Erlang/Elixir string performance - can this be improved?

Great summary @jola!

Note that If you are using ETS, you don’t need partition. So the previous version was also correct. In fact, if you don’t need partition for this example, you likely don’t need flow either and IO.binstream+Task.async_stream will most likely be fine.

For reading ETS, you can also use :ets.tab2list to get the whole table as a list, but I am not sure if it makes a big difference.
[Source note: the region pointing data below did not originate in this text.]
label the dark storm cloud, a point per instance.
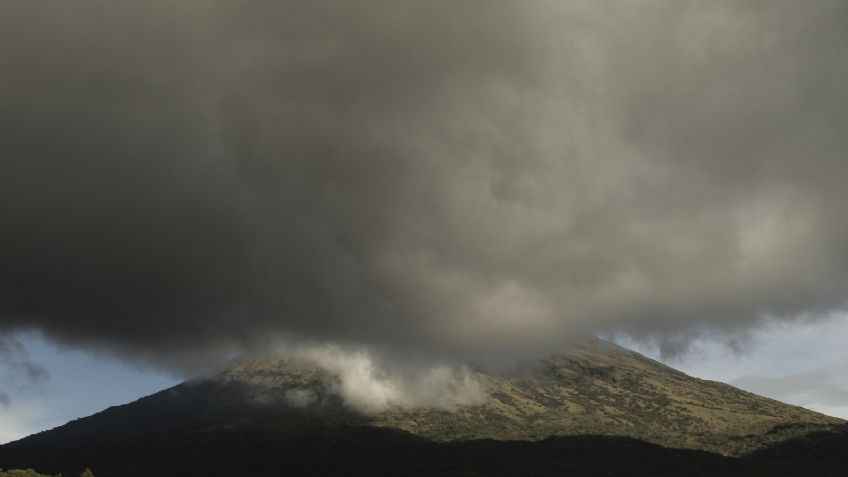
(16, 369)
(182, 179)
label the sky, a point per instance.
(442, 181)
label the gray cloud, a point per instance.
(16, 368)
(819, 387)
(481, 178)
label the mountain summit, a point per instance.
(293, 411)
(595, 388)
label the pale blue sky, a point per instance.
(802, 363)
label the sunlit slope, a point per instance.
(597, 388)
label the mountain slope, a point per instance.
(282, 413)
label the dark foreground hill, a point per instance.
(597, 410)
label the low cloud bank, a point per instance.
(479, 180)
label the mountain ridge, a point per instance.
(596, 391)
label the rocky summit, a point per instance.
(594, 409)
(595, 388)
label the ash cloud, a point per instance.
(182, 180)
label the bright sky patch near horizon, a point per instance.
(442, 180)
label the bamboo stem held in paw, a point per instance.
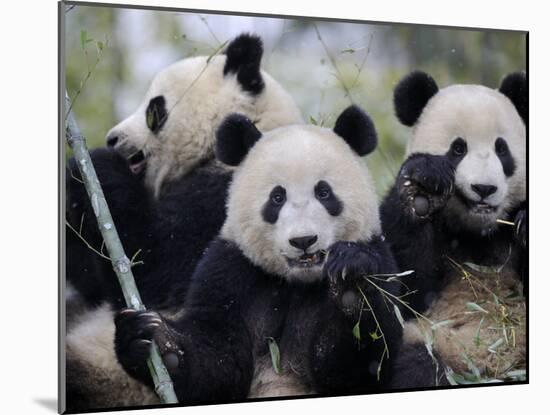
(121, 264)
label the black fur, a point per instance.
(244, 55)
(156, 114)
(357, 129)
(514, 86)
(171, 232)
(234, 138)
(324, 194)
(234, 307)
(423, 242)
(411, 96)
(506, 158)
(272, 207)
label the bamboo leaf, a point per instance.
(121, 263)
(442, 324)
(398, 315)
(275, 355)
(476, 307)
(492, 348)
(357, 331)
(483, 268)
(375, 336)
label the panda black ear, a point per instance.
(234, 138)
(357, 129)
(411, 95)
(244, 55)
(514, 86)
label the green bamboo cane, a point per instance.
(121, 264)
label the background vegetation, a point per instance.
(112, 55)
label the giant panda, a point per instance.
(159, 174)
(457, 216)
(166, 192)
(302, 229)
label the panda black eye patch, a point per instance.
(503, 153)
(325, 196)
(155, 114)
(271, 209)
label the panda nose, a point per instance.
(112, 139)
(484, 190)
(303, 242)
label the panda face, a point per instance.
(173, 129)
(299, 190)
(482, 134)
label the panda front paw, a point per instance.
(346, 265)
(425, 183)
(134, 334)
(520, 228)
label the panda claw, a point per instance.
(127, 311)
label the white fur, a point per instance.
(91, 357)
(297, 158)
(479, 115)
(198, 97)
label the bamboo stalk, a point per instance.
(121, 264)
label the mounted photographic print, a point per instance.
(261, 207)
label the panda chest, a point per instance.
(281, 330)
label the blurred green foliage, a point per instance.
(324, 65)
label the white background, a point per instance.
(28, 202)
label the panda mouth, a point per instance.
(307, 260)
(477, 207)
(137, 162)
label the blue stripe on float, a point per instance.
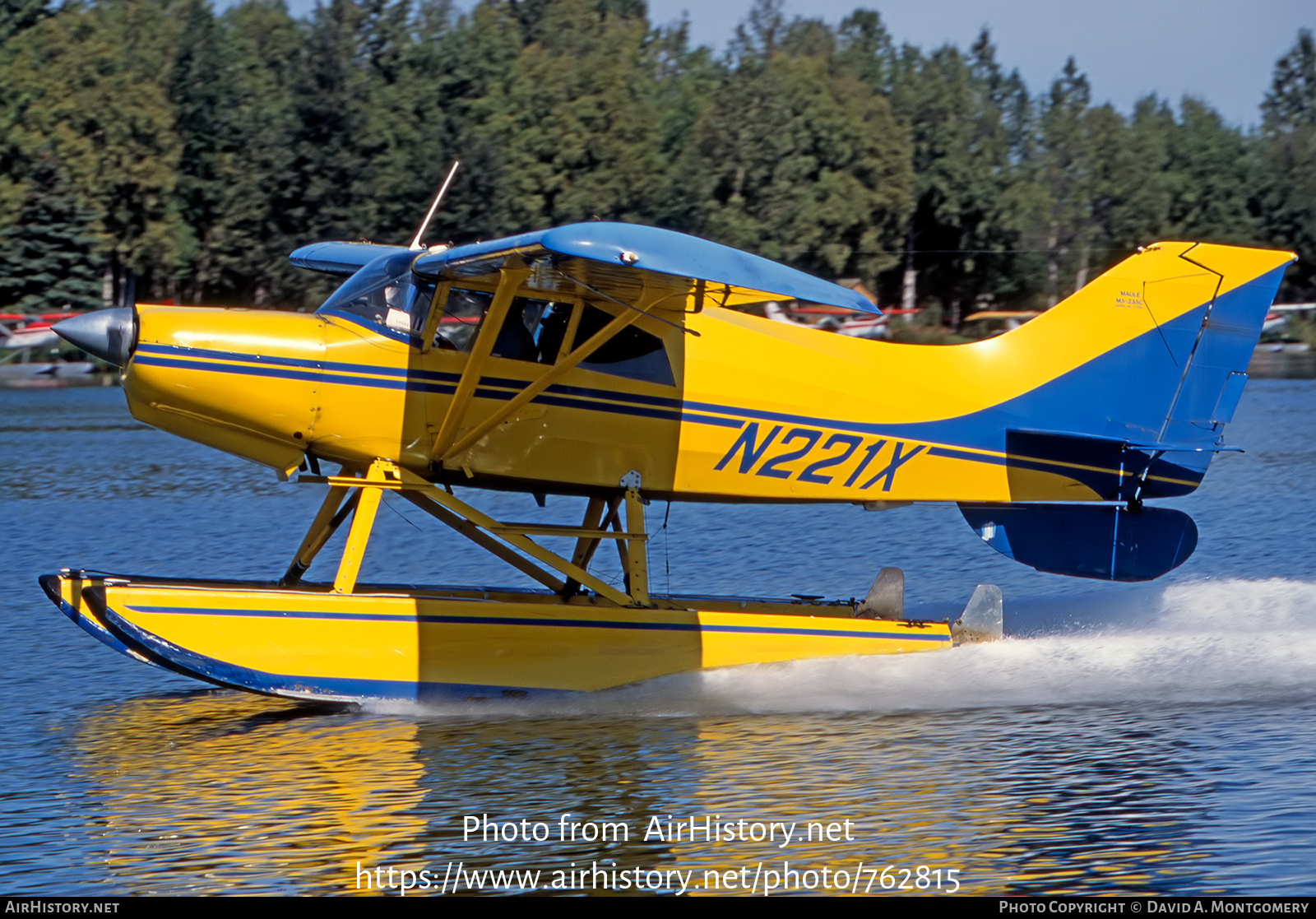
(517, 620)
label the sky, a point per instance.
(1221, 52)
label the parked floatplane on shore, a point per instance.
(609, 361)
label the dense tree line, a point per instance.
(155, 142)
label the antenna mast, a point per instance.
(433, 207)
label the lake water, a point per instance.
(1125, 739)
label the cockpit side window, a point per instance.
(461, 318)
(533, 331)
(387, 294)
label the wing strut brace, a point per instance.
(504, 540)
(447, 444)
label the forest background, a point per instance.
(155, 145)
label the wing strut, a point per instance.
(648, 300)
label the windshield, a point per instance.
(386, 293)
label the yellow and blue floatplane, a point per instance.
(609, 361)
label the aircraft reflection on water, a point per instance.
(203, 793)
(609, 361)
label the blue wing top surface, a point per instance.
(616, 250)
(340, 257)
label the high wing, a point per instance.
(616, 260)
(342, 258)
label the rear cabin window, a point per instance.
(533, 332)
(632, 353)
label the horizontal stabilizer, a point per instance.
(1115, 469)
(1087, 541)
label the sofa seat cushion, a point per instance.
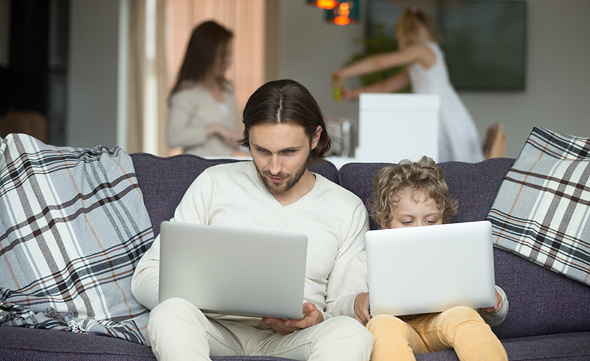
(564, 347)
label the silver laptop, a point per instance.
(429, 269)
(233, 271)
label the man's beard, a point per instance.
(286, 185)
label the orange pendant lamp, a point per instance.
(324, 4)
(347, 12)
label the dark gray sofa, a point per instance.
(549, 316)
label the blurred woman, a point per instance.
(203, 114)
(426, 71)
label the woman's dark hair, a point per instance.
(286, 101)
(208, 41)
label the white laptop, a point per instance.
(233, 271)
(429, 269)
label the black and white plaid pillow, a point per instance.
(542, 210)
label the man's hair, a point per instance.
(208, 41)
(424, 176)
(286, 101)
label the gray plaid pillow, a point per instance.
(542, 210)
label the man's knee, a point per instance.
(343, 327)
(387, 324)
(171, 308)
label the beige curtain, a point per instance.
(135, 83)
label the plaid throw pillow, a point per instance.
(542, 210)
(73, 226)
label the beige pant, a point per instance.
(177, 330)
(461, 328)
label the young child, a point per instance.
(415, 194)
(426, 71)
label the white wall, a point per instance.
(558, 68)
(92, 82)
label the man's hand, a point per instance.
(497, 306)
(361, 308)
(311, 317)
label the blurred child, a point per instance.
(427, 72)
(415, 194)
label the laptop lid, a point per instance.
(430, 269)
(233, 271)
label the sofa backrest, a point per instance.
(541, 301)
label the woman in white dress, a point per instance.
(203, 115)
(426, 71)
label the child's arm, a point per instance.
(361, 308)
(496, 315)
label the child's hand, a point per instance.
(496, 307)
(361, 308)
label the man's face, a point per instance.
(415, 209)
(280, 153)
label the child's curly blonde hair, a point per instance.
(424, 175)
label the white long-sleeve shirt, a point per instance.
(334, 220)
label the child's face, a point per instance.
(415, 209)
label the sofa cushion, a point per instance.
(563, 347)
(34, 344)
(164, 181)
(542, 209)
(72, 228)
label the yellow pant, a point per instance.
(461, 328)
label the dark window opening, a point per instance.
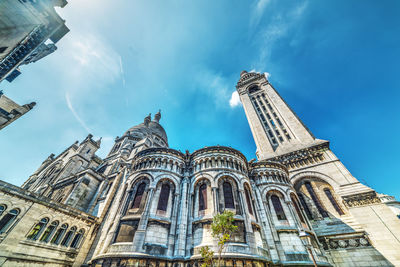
(138, 196)
(228, 196)
(280, 214)
(164, 196)
(297, 208)
(8, 219)
(333, 201)
(305, 206)
(315, 199)
(203, 197)
(247, 194)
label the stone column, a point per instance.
(182, 219)
(140, 234)
(266, 224)
(172, 230)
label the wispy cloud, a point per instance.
(77, 117)
(122, 71)
(258, 11)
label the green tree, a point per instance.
(208, 256)
(222, 228)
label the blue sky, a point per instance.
(335, 62)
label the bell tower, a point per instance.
(276, 128)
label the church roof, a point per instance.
(148, 128)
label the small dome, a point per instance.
(153, 128)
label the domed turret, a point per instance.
(147, 128)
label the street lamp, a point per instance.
(306, 239)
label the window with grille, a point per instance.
(228, 195)
(280, 214)
(328, 193)
(248, 200)
(138, 196)
(315, 199)
(203, 197)
(164, 196)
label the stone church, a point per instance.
(146, 204)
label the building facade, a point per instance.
(11, 111)
(28, 32)
(146, 204)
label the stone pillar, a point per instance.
(267, 227)
(140, 234)
(215, 201)
(172, 230)
(182, 219)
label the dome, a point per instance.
(152, 128)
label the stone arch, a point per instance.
(299, 178)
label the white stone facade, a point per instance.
(146, 204)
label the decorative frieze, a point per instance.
(345, 241)
(362, 199)
(303, 157)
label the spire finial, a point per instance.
(157, 117)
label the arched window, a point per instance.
(164, 196)
(247, 194)
(8, 219)
(68, 236)
(315, 199)
(297, 208)
(77, 239)
(328, 193)
(278, 208)
(228, 195)
(2, 209)
(59, 234)
(203, 197)
(138, 196)
(48, 232)
(37, 229)
(305, 206)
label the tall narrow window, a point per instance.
(138, 196)
(77, 239)
(2, 209)
(59, 234)
(8, 219)
(296, 206)
(305, 206)
(278, 208)
(228, 195)
(164, 196)
(37, 229)
(328, 193)
(48, 232)
(315, 199)
(68, 236)
(248, 200)
(203, 197)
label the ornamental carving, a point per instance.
(302, 157)
(345, 241)
(361, 199)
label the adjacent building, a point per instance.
(146, 204)
(29, 31)
(10, 111)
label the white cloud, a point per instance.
(71, 108)
(258, 11)
(235, 100)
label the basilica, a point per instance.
(147, 204)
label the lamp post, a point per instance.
(306, 239)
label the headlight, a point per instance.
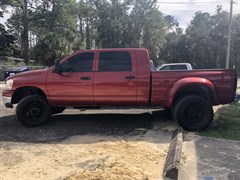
(9, 84)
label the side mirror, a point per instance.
(58, 66)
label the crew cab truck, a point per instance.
(118, 78)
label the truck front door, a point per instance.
(73, 86)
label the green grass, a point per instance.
(226, 123)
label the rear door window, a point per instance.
(79, 63)
(115, 61)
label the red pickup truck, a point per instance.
(118, 78)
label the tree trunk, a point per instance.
(25, 42)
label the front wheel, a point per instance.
(33, 110)
(193, 113)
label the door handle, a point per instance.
(129, 77)
(86, 78)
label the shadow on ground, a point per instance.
(62, 126)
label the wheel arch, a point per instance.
(197, 86)
(25, 91)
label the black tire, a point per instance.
(56, 110)
(33, 110)
(193, 113)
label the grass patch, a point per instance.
(226, 124)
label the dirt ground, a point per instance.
(91, 144)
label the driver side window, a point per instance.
(79, 63)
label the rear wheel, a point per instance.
(193, 113)
(33, 110)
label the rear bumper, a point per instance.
(7, 98)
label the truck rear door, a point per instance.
(115, 81)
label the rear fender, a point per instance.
(201, 83)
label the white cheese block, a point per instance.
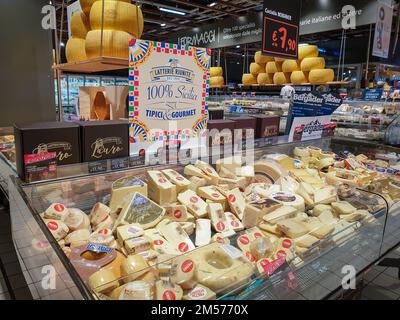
(234, 222)
(182, 272)
(237, 202)
(57, 228)
(194, 203)
(200, 292)
(129, 231)
(231, 164)
(177, 179)
(141, 210)
(203, 232)
(124, 188)
(165, 290)
(283, 212)
(289, 199)
(56, 211)
(176, 236)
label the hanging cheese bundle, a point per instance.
(115, 44)
(118, 15)
(75, 50)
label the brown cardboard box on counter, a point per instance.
(267, 126)
(223, 137)
(63, 138)
(103, 140)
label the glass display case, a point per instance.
(314, 273)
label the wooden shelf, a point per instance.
(94, 65)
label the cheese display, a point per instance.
(248, 79)
(318, 76)
(118, 15)
(308, 64)
(201, 231)
(114, 44)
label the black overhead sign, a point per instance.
(316, 16)
(281, 28)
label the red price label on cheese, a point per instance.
(169, 295)
(220, 226)
(187, 266)
(194, 199)
(59, 208)
(183, 247)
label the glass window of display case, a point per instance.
(256, 263)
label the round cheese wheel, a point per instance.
(256, 68)
(133, 267)
(299, 77)
(290, 66)
(273, 67)
(115, 44)
(260, 59)
(321, 76)
(281, 78)
(248, 79)
(217, 81)
(118, 15)
(103, 281)
(75, 50)
(80, 25)
(264, 78)
(289, 199)
(308, 51)
(309, 64)
(216, 72)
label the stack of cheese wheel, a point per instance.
(312, 67)
(122, 22)
(216, 77)
(80, 26)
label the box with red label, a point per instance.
(220, 132)
(104, 140)
(266, 126)
(63, 138)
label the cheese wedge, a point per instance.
(194, 203)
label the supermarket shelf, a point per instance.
(94, 65)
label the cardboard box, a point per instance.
(104, 140)
(43, 137)
(267, 126)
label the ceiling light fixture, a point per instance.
(180, 13)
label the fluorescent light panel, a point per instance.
(180, 13)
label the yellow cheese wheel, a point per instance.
(248, 79)
(321, 76)
(281, 78)
(216, 72)
(256, 68)
(265, 78)
(75, 50)
(260, 59)
(290, 66)
(299, 77)
(80, 25)
(119, 16)
(217, 81)
(308, 51)
(115, 44)
(273, 67)
(309, 64)
(86, 5)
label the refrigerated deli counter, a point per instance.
(282, 227)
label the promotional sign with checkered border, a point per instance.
(167, 83)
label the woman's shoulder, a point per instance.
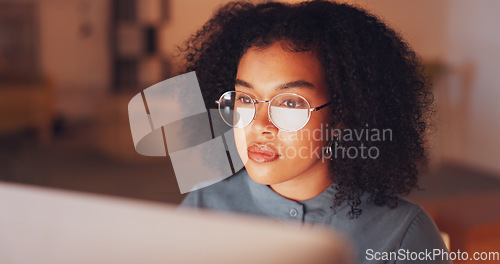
(226, 195)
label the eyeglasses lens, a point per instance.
(288, 112)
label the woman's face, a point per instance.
(290, 162)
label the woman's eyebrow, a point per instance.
(294, 84)
(242, 83)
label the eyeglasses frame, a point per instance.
(256, 101)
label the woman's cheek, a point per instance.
(241, 144)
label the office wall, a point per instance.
(74, 53)
(461, 35)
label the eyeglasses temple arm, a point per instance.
(321, 107)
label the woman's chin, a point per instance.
(263, 175)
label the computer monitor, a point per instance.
(42, 225)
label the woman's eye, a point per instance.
(244, 100)
(291, 103)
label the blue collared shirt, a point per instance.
(378, 229)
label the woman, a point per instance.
(329, 111)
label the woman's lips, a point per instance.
(262, 153)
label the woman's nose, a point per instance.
(262, 122)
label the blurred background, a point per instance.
(69, 67)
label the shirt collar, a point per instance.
(281, 207)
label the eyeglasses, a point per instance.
(287, 111)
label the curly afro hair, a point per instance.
(374, 78)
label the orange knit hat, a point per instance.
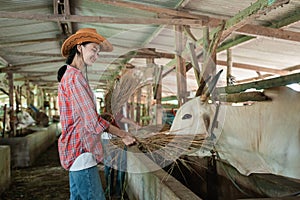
(85, 35)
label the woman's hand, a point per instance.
(128, 140)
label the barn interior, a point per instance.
(164, 51)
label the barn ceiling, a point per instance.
(263, 37)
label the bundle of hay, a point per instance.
(164, 147)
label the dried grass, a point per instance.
(164, 147)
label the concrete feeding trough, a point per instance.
(25, 150)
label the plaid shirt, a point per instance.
(81, 125)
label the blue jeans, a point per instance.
(86, 185)
(115, 162)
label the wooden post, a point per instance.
(11, 104)
(229, 67)
(158, 96)
(138, 105)
(149, 105)
(180, 67)
(132, 107)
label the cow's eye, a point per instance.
(187, 116)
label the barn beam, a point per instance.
(263, 84)
(255, 68)
(260, 7)
(153, 9)
(99, 19)
(255, 30)
(292, 18)
(243, 97)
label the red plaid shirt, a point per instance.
(81, 125)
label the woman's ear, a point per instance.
(79, 48)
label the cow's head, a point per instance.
(196, 115)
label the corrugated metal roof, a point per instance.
(31, 47)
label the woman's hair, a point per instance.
(69, 60)
(61, 72)
(73, 52)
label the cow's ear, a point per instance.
(211, 86)
(202, 86)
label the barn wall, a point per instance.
(25, 150)
(5, 173)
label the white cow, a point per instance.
(260, 138)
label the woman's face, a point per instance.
(90, 53)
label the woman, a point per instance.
(79, 145)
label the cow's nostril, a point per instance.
(187, 116)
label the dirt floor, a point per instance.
(44, 180)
counters require an index (integer) as a key, so you would need a way to convert words into integers which may end-up offsetting the benefits you would get from counterss.

6 Likes

Forenote: I’m on Windows using Git Bash so my IO is garbage

I tried some of the code, first I used the words.txt file that @serpent provided and since I’m dumb and I don’t know how to feed from cat to elixir I used File.stream!/1 sorry!
But the points that I want to shared that at least occurred on my machine was :

  • String.split/3 on: |> Stream.flat_map(&String.split(&1, " ")) is faster than String.split/1 for splitting at spaces
  • Printing the values also adds a lot of overhead

I came to the loose conclusion that iterating and strings are not the weak point but the IO devices are?

Here is the code:

# file: wc.exs


# removes 20ms from creation
:ets.new(:words, [{:write_concurrency, true}, :named_table])

c = fn ->

  File.stream!("words.txt")
  |> Stream.flat_map(&String.split(&1, " ")) # using space decrease from approx half than using split/1
  |> Enum.each(fn word -> :ets.update_counter(:words, word, {2, 1}, {word, 0}) end)
  :ets.match_object(:words, {:"$0", :"$1"})
  |> Enum.sort(fn {_, a}, {_, b} -> b < a end)
  # print it beautifully
  |> Enum.each(fn {word, count} ->
    # print does add overhead from 187 to 2282
    IO.puts(String.pad_leading(Integer.to_string(count), 8) <> " " <> word)
  end)
end

# only time code execution, not vm start
{micro, :ok} = :timer.tc(c)
IO.puts("#{micro/1000}ms")


Run with: $ elixir wc.exs

You can do this to verify. Replace this:

|> Enum.each(fn {word, count} ->
  IO.puts(String.pad_leading(Integer.to_string(count), 8) <> " " <> word)
end)

by this:

|> Enum.map(fn {word, count} ->
  [String.pad_leading(Integer.to_string(count), 8), " ", word, "\n"]
end)
|> IO.write()
1 Like

Eked out a another 3s improvement by compiling a pattern for String.split. Now down to 14s run time. Also, if I switch to File.stream! instead of IO.binstream I’m down to 12s, but I’ll stick with the original code since that was part of the challenge.

defmodule App do
  def run do
    :ets.new(:words, [{:write_concurrency, true}, :named_table, :public])
    space = :binary.compile_pattern([" ", "\n"])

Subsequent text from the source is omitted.